Overview
Overview
Architecture
Prometheus follows a pull-based architecture with a multi-dimensional data model built for modern, dynamic infrastructure.
Core Components
┌─────────────────────────────────────────────────────────────────┐
│ Prometheus Server │
│ │
│ ┌──────────────┐ ┌──────────────┐ ┌──────────────────────┐ │
│ │ Retrieval │ │ Storage │ │ HTTP Server │ │
│ │ │ │ │ │ │ │
│ │ - Scraping │ │ - TSDB │ │ - PromQL API │ │
│ │ - Service │ │ - WAL │ │ - Web UI │ │
│ │ Discovery │ │ - Retention │ │ - /metrics endpoint │ │
│ └──────┬───────┘ └───────┬──────┘ └──────────────────────┘ │
│ │ │ │
└─────────┼──────────────────┼────────────────────────────────────┘
│ │
↓ ↓
┌───────────────┐ ┌──────────────┐
│ Targets │ │ Alertmanager│
│ │ │ │
│ - /metrics │ │ - Grouping │
│ - Exporters │ │ - Routing │
│ - Pushgateway │ │ - Silencing │
└───────────────┘ └──────┬───────┘
│
↓
┌──────────────┐
│ Notifications│
│ │
│ - Email │
│ - PagerDuty │
│ - Slack │
└──────────────┘
1. Prometheus Server (core component)
- Retrieval: scrapes metrics from targets via HTTP
- Storage: local time-series database (TSDB)
- Query engine: executes PromQL queries
2. Targets (monitored applications/services)
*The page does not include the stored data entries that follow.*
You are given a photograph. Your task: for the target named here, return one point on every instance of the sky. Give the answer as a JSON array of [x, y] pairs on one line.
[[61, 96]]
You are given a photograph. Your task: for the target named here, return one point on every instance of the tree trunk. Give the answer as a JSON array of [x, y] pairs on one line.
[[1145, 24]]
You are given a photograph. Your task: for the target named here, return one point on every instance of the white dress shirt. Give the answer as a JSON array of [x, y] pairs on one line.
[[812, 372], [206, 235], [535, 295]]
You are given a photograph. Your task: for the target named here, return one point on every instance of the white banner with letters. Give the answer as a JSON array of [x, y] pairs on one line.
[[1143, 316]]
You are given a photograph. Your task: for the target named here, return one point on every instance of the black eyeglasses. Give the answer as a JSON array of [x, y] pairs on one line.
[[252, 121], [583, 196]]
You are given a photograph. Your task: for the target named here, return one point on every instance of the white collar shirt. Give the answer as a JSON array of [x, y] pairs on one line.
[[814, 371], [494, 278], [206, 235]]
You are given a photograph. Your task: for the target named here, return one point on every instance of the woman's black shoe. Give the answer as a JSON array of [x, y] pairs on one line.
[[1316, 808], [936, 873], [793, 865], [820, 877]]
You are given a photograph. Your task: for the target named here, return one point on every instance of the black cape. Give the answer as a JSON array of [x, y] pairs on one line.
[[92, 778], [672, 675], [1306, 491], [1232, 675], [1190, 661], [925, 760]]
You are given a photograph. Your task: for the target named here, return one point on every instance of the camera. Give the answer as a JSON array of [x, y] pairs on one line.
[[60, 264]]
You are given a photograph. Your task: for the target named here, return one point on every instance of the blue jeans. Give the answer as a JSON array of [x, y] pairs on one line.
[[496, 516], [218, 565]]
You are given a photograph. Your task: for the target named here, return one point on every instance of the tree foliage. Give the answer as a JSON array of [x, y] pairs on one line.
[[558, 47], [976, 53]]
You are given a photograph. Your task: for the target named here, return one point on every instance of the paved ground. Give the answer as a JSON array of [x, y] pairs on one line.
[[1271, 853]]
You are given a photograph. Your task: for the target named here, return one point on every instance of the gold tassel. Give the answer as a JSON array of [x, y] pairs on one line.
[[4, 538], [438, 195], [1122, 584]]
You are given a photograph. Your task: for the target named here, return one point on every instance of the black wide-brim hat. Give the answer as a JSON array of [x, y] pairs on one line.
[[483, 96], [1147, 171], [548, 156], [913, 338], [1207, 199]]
- Instrumented applications: expose
/metricsendpoint - Exporters: translate third-party metrics to Prometheus format
- Node Exporter (hardware and OS metrics)
- Blackbox Exporter (probing endpoints)
- Custom exporters (databases, message queues, etc.)
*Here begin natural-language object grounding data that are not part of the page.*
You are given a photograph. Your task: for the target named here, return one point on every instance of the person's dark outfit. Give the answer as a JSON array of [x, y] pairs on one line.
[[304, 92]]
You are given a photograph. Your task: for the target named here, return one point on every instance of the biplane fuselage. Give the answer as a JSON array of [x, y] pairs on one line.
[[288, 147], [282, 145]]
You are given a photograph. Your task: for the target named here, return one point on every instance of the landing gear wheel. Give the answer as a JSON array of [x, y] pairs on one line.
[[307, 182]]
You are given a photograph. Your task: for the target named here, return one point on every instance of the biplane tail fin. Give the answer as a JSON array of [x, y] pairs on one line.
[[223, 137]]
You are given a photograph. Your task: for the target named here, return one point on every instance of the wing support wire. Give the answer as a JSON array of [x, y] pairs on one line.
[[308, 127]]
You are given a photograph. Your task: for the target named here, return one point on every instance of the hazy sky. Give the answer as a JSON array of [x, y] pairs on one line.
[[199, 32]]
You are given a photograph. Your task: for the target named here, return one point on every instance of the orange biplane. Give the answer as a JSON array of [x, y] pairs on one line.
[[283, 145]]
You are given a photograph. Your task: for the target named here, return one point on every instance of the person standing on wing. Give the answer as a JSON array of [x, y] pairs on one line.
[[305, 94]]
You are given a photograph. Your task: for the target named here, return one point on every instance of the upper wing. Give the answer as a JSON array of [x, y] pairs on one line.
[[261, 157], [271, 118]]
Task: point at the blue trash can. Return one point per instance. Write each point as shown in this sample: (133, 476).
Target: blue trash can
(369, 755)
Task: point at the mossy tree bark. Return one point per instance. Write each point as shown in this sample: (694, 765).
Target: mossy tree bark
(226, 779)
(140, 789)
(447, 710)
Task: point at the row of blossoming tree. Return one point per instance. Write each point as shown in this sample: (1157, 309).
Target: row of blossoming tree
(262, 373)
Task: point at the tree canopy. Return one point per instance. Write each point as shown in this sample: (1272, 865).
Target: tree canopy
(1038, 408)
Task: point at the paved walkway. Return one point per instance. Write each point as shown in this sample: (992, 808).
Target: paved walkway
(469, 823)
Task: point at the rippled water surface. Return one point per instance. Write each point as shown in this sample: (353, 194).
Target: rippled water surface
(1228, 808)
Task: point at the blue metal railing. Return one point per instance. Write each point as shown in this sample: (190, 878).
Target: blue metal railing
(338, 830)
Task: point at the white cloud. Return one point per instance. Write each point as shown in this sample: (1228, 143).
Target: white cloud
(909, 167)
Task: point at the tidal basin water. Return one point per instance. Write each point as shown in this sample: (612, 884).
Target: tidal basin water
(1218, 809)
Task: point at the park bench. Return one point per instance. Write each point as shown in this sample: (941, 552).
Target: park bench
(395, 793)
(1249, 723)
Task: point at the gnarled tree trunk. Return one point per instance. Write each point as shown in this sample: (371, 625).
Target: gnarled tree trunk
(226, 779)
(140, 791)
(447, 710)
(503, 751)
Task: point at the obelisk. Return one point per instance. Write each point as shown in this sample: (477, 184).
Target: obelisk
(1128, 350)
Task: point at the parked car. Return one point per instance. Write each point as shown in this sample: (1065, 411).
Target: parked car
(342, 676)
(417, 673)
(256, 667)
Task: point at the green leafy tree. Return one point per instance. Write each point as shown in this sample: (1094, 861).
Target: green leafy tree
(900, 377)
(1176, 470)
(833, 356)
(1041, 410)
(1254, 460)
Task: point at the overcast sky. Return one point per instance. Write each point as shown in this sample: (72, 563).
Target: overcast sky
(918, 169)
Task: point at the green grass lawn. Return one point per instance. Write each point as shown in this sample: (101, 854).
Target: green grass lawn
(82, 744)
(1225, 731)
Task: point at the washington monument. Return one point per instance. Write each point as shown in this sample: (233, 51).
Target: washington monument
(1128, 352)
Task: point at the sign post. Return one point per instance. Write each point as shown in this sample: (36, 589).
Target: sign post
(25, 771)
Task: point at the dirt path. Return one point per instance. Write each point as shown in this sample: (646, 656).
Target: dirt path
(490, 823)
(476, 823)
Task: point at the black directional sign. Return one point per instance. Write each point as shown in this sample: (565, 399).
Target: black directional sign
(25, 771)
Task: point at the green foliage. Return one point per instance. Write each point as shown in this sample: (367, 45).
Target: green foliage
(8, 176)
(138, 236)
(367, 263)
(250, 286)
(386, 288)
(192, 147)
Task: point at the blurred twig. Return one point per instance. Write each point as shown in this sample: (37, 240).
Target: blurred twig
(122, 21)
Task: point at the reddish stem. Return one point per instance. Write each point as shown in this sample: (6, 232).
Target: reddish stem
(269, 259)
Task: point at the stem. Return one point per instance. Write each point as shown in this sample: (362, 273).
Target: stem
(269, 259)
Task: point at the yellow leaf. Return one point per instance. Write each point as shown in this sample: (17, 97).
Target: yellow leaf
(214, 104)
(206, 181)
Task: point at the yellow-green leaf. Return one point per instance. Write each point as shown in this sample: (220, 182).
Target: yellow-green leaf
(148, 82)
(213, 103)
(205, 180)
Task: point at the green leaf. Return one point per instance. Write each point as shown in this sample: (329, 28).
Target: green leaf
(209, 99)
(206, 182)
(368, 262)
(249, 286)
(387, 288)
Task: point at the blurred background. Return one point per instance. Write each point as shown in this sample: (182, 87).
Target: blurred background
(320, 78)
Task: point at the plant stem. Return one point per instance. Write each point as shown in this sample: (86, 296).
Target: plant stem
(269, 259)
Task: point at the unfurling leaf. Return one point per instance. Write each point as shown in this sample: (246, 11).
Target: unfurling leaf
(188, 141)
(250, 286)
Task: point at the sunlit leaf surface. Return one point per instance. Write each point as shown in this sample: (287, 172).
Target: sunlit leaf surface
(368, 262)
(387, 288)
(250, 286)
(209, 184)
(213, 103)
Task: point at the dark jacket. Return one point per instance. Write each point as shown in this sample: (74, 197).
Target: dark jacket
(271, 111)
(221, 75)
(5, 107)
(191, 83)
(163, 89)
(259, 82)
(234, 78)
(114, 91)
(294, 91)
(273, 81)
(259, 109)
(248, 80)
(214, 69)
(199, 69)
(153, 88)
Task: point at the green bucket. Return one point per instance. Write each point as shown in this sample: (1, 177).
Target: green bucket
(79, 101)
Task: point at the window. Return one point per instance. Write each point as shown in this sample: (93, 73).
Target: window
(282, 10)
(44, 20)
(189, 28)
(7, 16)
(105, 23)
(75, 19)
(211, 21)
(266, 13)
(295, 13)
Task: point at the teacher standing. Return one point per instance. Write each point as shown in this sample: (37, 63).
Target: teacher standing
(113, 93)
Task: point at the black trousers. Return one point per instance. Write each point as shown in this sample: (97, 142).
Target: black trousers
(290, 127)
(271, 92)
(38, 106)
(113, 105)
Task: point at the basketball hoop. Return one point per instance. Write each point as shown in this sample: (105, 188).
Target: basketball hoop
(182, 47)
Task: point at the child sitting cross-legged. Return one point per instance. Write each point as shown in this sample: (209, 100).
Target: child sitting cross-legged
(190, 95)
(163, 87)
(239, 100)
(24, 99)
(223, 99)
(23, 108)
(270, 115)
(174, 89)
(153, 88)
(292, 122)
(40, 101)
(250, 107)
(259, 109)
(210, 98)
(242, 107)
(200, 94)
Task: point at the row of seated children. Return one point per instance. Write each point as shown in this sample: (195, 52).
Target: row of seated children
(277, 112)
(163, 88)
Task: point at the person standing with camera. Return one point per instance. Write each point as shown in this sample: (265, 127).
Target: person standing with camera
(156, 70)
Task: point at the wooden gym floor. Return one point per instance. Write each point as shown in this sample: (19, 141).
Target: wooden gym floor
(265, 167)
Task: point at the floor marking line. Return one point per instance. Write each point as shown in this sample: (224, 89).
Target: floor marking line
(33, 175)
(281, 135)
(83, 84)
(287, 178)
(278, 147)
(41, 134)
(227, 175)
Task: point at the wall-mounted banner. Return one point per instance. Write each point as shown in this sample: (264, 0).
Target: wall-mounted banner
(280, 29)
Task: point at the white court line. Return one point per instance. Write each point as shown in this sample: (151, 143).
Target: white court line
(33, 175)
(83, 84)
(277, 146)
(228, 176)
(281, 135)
- Pushgateway: for short-lived batch jobs (not recommended for regular use)
3. Service Discovery
- Static configuration: manually defined targets
- Dynamic discovery: automatic target detection
- Kubernetes
- Consul
- EC2
- Azure
- File-based SD
- Custom integrations
4. Alertmanager (separate component)
- Receives alerts from Prometheus server
- Grouping: combines similar alerts
- Routing: sends alerts to appropriate receivers
- Silencing: temporary muting of alerts
- Inhibition: suppresses alerts based on other alerts
- Deduplication: prevents duplicate notifications
5. Visualization & Querying
- Built-in Web UI: basic graphs and expression browser
- Grafana: most popular visualization tool
- API clients: custom dashboards and integrations
6. Remote Storage (optional)
- Remote Write: send metrics to long-term storage
- Remote Read: query historical data from external systems
- Integrations: Thanos, Cortex, VictoriaMetrics, Mimir
Data Flow
1. Service Discovery → Prometheus discovers targets
2. Scraping → Prometheus pulls metrics every 15s (default)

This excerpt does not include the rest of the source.